We know that there is a vast difference between teaching justice and making it evident. The constitutions of the most corrupt governments insist on justice. How did God make His justice and righteousness evident at Sinai? Was His justice not manifest when He punished the Egyptians, especially when He drowned them in the sea? Was His righteousness not evident when He provided water from Miriam’s Well, and fed each person according to his need? What was more clear about God’s justice and righteousness at Sinai?

“God said to Moshe, ‘Ascend to Me to the mountain.” “Moshe ascended the mountain, and the cloud covered the mountain.” At this point of Sinai, God was to be “found” above the mountain, in the heavens, distant, in another world.

Something changed after Moshe ascended the mountain: “The glory of God rested upon Mount Sinai.” God came down to the mountain, to Moshe, to the people. God’s justice and righteousness was not fully evident until He showed the people that He was immediately present in their lives. He would descend to meet those willing to ascend. God does not live in the distant heavens, above the mountain demanding that we ascend all the way up to Him; He meets us as we ascend.
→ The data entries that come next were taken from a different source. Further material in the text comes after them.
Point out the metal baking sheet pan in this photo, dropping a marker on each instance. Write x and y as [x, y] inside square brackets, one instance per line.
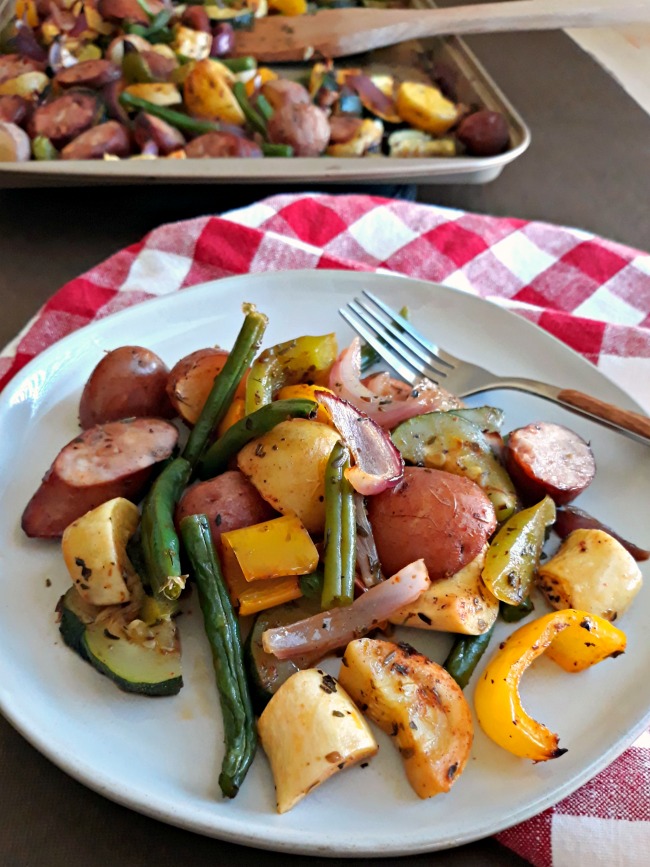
[407, 61]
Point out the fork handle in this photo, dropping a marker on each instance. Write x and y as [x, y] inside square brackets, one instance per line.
[623, 418]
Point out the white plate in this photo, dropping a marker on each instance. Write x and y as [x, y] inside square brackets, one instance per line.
[162, 757]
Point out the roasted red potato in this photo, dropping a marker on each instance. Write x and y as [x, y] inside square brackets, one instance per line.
[130, 381]
[443, 518]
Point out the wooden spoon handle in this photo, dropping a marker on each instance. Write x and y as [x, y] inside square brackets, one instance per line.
[625, 418]
[535, 15]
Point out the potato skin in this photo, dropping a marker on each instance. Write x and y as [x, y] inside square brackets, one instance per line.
[230, 502]
[304, 127]
[443, 518]
[287, 466]
[129, 381]
[191, 379]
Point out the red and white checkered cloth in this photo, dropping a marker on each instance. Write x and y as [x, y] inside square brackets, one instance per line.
[591, 293]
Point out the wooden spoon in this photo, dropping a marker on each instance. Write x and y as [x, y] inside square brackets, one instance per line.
[341, 32]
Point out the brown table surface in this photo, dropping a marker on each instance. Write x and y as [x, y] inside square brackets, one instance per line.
[587, 166]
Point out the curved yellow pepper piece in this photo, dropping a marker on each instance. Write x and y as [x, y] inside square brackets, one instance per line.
[575, 640]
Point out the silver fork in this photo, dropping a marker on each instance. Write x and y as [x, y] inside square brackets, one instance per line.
[412, 357]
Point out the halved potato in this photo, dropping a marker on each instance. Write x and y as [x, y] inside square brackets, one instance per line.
[270, 463]
[310, 730]
[461, 603]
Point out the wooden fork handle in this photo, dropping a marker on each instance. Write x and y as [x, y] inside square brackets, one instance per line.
[625, 418]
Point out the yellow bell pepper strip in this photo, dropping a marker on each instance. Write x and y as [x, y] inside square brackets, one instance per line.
[305, 359]
[272, 549]
[573, 639]
[513, 556]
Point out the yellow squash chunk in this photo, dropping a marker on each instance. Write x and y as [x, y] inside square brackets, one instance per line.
[424, 107]
[417, 703]
[191, 44]
[367, 138]
[160, 93]
[272, 549]
[288, 392]
[208, 94]
[250, 597]
[574, 640]
[310, 730]
[461, 603]
[591, 571]
[94, 550]
[271, 462]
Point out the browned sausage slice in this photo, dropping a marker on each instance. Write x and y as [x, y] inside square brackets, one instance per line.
[229, 501]
[13, 65]
[107, 138]
[14, 109]
[106, 461]
[88, 73]
[148, 128]
[65, 118]
[221, 144]
[129, 10]
[545, 458]
[129, 381]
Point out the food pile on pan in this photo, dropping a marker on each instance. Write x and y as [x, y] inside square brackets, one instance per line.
[315, 506]
[117, 79]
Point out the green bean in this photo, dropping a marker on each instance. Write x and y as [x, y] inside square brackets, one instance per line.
[175, 118]
[160, 545]
[340, 531]
[43, 149]
[515, 613]
[220, 397]
[246, 429]
[264, 107]
[465, 654]
[276, 150]
[253, 118]
[239, 64]
[222, 631]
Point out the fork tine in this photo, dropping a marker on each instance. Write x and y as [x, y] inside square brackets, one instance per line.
[407, 373]
[427, 362]
[407, 350]
[439, 354]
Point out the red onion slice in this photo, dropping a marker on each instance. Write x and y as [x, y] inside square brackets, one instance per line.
[387, 401]
[378, 463]
[324, 632]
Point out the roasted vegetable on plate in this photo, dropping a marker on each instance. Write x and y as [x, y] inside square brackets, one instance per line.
[347, 516]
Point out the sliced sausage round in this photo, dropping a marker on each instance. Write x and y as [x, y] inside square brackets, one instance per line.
[229, 501]
[117, 11]
[545, 458]
[14, 109]
[148, 128]
[13, 65]
[65, 118]
[106, 461]
[221, 144]
[88, 73]
[107, 138]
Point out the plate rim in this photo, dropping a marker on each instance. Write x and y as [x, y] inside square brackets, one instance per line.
[273, 838]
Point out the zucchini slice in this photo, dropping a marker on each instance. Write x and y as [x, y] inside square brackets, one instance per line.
[146, 669]
[266, 673]
[150, 665]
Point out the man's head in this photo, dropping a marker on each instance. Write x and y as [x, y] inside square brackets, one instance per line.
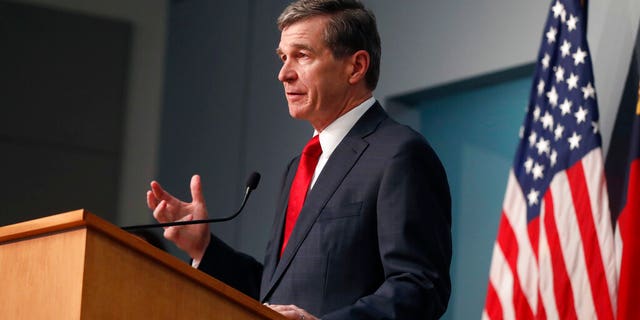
[330, 52]
[351, 27]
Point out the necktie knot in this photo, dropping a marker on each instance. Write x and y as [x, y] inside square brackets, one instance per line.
[300, 186]
[313, 147]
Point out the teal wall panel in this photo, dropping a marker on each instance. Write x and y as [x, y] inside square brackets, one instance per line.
[475, 133]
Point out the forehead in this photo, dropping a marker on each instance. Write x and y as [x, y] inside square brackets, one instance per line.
[307, 33]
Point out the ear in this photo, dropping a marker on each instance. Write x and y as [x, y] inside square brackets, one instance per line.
[359, 63]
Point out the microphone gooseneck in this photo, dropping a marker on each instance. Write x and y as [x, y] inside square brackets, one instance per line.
[252, 183]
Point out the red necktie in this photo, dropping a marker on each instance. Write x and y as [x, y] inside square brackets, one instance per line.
[298, 193]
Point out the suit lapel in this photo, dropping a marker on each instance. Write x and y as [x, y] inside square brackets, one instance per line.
[343, 158]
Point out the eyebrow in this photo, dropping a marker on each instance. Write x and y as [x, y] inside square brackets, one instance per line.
[298, 46]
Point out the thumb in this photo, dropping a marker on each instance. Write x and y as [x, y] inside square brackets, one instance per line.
[196, 189]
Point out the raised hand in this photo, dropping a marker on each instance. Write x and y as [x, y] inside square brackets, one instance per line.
[193, 239]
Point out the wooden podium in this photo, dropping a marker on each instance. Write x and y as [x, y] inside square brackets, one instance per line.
[77, 266]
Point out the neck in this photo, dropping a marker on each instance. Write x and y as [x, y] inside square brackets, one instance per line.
[348, 106]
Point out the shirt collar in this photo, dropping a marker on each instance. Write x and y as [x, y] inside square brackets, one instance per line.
[333, 134]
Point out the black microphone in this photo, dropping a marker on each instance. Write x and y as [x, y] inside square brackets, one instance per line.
[252, 183]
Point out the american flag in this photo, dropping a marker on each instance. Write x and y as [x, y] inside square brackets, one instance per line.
[554, 253]
[627, 236]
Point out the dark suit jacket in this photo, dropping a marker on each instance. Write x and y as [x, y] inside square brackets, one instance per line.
[373, 240]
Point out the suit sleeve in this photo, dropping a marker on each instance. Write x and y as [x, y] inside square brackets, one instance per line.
[414, 240]
[234, 268]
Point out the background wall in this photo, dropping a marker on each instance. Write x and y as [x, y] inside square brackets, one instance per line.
[224, 115]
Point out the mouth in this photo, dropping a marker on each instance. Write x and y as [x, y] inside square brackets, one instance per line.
[294, 95]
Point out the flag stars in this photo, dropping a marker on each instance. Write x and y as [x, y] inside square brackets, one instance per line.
[581, 115]
[543, 146]
[588, 91]
[579, 56]
[553, 158]
[540, 87]
[572, 82]
[528, 165]
[574, 141]
[537, 171]
[545, 61]
[572, 22]
[558, 10]
[558, 132]
[552, 95]
[565, 107]
[559, 74]
[532, 138]
[536, 113]
[565, 49]
[532, 197]
[551, 35]
[547, 121]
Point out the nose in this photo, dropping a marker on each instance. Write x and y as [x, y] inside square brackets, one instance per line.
[287, 72]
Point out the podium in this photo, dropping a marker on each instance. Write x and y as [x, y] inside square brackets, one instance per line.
[77, 266]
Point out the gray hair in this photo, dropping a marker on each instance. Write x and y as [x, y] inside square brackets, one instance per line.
[351, 27]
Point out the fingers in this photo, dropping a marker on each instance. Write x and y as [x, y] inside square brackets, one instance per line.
[152, 201]
[291, 312]
[172, 233]
[196, 189]
[160, 213]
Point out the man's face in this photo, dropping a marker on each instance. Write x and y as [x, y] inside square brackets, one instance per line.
[315, 83]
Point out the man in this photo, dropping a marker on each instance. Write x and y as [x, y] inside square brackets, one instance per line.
[370, 238]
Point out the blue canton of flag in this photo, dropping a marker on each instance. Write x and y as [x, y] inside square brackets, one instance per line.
[553, 257]
[561, 125]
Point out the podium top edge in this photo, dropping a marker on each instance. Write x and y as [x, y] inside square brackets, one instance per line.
[53, 223]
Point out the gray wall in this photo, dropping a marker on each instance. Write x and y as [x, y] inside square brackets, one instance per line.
[144, 94]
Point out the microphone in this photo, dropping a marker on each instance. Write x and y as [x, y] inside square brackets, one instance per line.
[252, 183]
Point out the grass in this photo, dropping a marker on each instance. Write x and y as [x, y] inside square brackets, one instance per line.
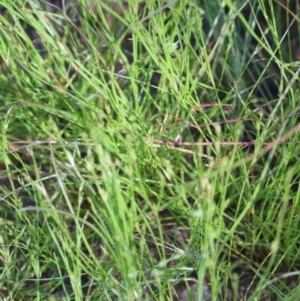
[148, 149]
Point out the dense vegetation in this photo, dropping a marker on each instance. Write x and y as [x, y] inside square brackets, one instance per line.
[149, 150]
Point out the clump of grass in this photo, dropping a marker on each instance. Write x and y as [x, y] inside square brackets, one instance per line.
[142, 153]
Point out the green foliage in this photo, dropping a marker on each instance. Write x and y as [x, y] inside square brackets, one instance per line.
[148, 144]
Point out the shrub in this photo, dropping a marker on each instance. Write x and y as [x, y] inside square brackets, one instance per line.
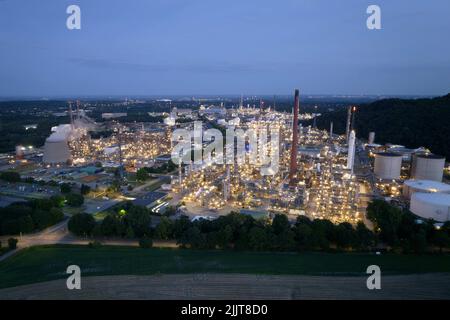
[82, 224]
[12, 243]
[146, 243]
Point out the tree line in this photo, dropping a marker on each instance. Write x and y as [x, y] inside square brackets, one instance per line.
[394, 229]
[413, 123]
[34, 215]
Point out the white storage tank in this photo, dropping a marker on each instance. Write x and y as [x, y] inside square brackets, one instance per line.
[56, 151]
[388, 165]
[427, 167]
[56, 148]
[427, 186]
[434, 206]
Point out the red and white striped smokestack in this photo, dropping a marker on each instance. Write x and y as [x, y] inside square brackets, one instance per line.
[293, 164]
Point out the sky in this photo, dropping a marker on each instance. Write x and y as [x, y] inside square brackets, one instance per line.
[193, 47]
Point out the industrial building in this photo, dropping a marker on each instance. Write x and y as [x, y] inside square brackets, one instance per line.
[427, 167]
[56, 148]
[424, 186]
[434, 206]
[388, 165]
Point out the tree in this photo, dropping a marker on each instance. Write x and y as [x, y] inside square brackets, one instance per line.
[26, 224]
[82, 224]
[65, 188]
[419, 241]
[225, 237]
[258, 238]
[74, 199]
[12, 243]
[85, 189]
[42, 219]
[56, 215]
[386, 219]
[192, 237]
[110, 226]
[303, 233]
[365, 237]
[180, 226]
[57, 200]
[280, 224]
[441, 239]
[345, 235]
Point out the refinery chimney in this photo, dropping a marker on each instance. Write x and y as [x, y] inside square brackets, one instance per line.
[349, 119]
[351, 151]
[371, 137]
[331, 130]
[293, 164]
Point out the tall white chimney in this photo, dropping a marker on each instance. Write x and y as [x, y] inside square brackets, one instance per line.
[351, 151]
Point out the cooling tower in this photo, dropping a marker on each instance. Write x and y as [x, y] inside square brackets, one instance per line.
[56, 148]
[388, 165]
[293, 163]
[434, 206]
[427, 167]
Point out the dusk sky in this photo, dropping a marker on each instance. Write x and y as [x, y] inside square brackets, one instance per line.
[192, 47]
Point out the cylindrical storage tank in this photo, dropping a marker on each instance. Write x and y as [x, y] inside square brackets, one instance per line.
[388, 165]
[56, 151]
[434, 206]
[428, 167]
[424, 186]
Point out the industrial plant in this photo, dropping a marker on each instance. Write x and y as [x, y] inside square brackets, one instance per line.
[320, 174]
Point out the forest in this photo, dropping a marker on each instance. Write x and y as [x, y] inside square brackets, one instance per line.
[410, 122]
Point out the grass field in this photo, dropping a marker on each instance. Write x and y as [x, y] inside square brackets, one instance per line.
[46, 263]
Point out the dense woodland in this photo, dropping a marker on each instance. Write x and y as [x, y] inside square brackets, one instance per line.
[412, 123]
[396, 230]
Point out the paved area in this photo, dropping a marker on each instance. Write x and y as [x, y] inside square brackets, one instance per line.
[237, 287]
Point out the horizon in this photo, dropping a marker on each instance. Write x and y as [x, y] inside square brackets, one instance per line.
[173, 47]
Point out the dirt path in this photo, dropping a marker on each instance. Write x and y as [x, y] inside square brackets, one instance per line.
[237, 287]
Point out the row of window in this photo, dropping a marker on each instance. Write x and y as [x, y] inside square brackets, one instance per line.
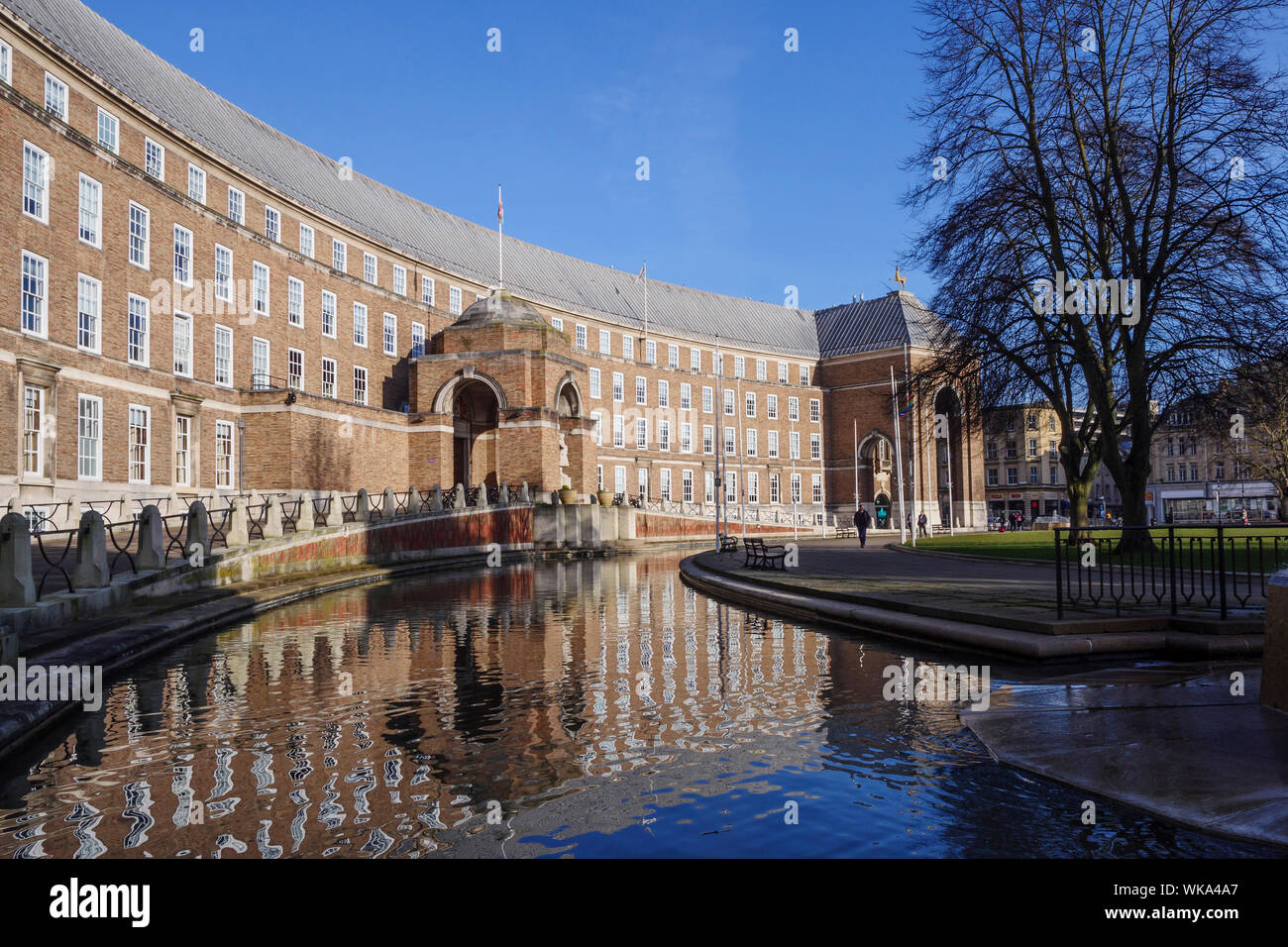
[673, 355]
[730, 476]
[138, 441]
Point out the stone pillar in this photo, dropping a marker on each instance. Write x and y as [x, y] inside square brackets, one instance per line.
[151, 554]
[335, 512]
[237, 528]
[16, 585]
[1274, 668]
[198, 530]
[91, 570]
[273, 518]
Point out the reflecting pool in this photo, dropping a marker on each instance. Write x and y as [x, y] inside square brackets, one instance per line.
[591, 707]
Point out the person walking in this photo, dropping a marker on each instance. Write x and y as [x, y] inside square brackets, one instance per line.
[862, 521]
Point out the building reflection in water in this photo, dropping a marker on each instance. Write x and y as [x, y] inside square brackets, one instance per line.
[593, 706]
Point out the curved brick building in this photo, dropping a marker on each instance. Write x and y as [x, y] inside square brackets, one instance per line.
[194, 302]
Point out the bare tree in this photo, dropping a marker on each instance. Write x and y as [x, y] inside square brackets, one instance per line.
[1106, 201]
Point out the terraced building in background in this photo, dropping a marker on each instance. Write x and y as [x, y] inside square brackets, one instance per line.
[192, 300]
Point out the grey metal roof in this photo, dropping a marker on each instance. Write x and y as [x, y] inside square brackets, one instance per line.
[416, 228]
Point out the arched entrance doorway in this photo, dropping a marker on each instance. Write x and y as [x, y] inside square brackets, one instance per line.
[475, 434]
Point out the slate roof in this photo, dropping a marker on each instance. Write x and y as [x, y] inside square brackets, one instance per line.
[432, 235]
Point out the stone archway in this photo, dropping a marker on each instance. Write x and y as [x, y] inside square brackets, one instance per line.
[475, 433]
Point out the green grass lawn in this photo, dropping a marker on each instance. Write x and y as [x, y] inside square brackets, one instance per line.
[1194, 547]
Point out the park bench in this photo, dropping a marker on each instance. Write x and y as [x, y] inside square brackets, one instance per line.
[759, 556]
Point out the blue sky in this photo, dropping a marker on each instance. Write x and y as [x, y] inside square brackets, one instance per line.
[767, 169]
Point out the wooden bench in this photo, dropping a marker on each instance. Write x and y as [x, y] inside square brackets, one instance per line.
[759, 556]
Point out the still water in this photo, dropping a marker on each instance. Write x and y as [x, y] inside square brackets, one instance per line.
[597, 707]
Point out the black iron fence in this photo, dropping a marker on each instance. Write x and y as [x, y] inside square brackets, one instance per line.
[1198, 569]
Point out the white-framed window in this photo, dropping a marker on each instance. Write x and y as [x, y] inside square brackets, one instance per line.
[181, 256]
[141, 445]
[196, 183]
[223, 356]
[154, 158]
[183, 450]
[295, 302]
[360, 325]
[327, 377]
[140, 236]
[33, 431]
[223, 273]
[89, 313]
[89, 437]
[273, 223]
[327, 313]
[261, 372]
[183, 344]
[35, 294]
[90, 213]
[390, 337]
[35, 182]
[110, 132]
[55, 97]
[223, 455]
[259, 287]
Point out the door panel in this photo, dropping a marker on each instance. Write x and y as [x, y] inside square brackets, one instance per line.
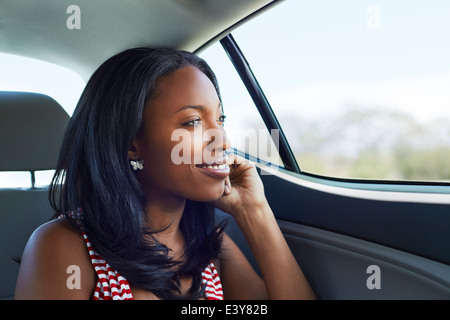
[348, 244]
[340, 267]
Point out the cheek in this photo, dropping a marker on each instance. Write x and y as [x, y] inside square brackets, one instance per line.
[170, 167]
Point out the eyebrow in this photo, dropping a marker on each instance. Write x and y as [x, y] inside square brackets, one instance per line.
[198, 107]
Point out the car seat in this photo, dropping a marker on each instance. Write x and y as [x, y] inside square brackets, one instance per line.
[31, 130]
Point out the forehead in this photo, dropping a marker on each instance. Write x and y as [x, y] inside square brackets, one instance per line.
[183, 87]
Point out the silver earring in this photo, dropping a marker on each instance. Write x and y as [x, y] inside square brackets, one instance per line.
[137, 164]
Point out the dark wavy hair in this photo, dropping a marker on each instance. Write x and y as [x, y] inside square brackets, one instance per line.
[93, 173]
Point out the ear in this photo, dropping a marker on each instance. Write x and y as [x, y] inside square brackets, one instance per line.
[133, 152]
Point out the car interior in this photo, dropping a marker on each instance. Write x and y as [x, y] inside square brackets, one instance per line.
[354, 239]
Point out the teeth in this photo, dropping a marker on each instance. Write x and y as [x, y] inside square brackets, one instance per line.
[215, 167]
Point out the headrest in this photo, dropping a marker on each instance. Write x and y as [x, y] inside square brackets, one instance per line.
[32, 126]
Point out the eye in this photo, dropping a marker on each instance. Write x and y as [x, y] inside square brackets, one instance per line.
[193, 123]
[222, 119]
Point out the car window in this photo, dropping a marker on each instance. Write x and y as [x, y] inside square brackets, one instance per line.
[361, 89]
[30, 75]
[244, 126]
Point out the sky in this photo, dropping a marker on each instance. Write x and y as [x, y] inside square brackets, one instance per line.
[311, 56]
[316, 56]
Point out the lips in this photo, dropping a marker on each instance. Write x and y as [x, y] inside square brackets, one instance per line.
[217, 171]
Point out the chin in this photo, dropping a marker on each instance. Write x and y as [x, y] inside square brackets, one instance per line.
[208, 194]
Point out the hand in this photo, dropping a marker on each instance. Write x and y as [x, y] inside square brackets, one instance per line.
[244, 190]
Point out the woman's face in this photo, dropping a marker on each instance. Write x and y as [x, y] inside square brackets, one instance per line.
[183, 134]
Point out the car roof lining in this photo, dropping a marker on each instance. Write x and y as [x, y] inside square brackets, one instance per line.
[37, 29]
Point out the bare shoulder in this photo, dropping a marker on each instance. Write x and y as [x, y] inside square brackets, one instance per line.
[54, 251]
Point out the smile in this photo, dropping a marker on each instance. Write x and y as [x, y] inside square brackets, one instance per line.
[215, 167]
[217, 171]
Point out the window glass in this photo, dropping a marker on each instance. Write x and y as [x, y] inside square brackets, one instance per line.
[360, 88]
[43, 178]
[15, 179]
[244, 126]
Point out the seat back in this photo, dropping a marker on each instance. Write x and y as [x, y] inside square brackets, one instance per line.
[31, 130]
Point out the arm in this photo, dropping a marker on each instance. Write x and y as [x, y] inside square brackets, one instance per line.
[44, 269]
[283, 278]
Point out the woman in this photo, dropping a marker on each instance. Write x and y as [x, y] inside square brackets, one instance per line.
[135, 223]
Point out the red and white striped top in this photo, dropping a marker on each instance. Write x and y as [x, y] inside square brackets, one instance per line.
[113, 286]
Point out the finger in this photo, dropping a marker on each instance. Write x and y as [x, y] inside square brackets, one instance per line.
[234, 160]
[227, 186]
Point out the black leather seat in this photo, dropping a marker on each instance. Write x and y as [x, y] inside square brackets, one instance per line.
[31, 130]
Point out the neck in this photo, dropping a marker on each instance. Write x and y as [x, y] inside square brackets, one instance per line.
[164, 212]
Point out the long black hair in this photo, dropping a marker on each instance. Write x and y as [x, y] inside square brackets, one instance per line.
[93, 173]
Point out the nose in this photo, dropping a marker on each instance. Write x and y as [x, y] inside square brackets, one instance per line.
[217, 141]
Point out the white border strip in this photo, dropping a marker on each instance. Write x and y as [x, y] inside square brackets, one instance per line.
[392, 196]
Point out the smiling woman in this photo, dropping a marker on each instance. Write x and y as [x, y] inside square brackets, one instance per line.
[150, 233]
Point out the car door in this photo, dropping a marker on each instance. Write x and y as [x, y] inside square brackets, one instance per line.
[373, 230]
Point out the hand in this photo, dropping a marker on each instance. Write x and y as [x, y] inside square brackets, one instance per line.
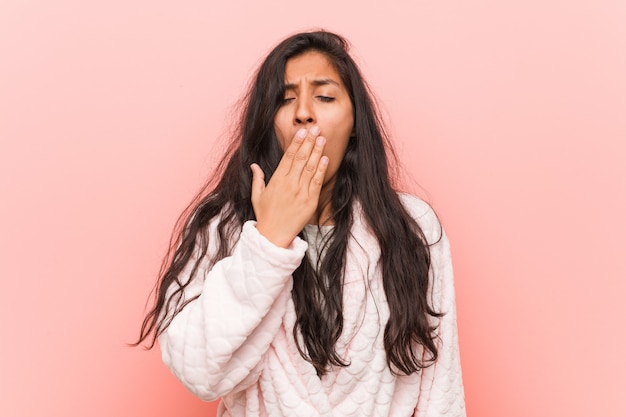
[290, 199]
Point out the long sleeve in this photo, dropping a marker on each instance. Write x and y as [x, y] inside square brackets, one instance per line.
[217, 343]
[441, 388]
God is not the Ruler Who lives removed from the people, at a distance. He is immediately present. It is there where we meet Him and He meets us. His laws are not demands only open to those willing to climb up to the heavens. His laws are the meeting point between heaven and earth. They are the basis of a relationship. They are as much an expression of His commitment to us as they are of our obligation to Him. It is only at that meeting point where we can fully experience and appreciate His justice and righteousness.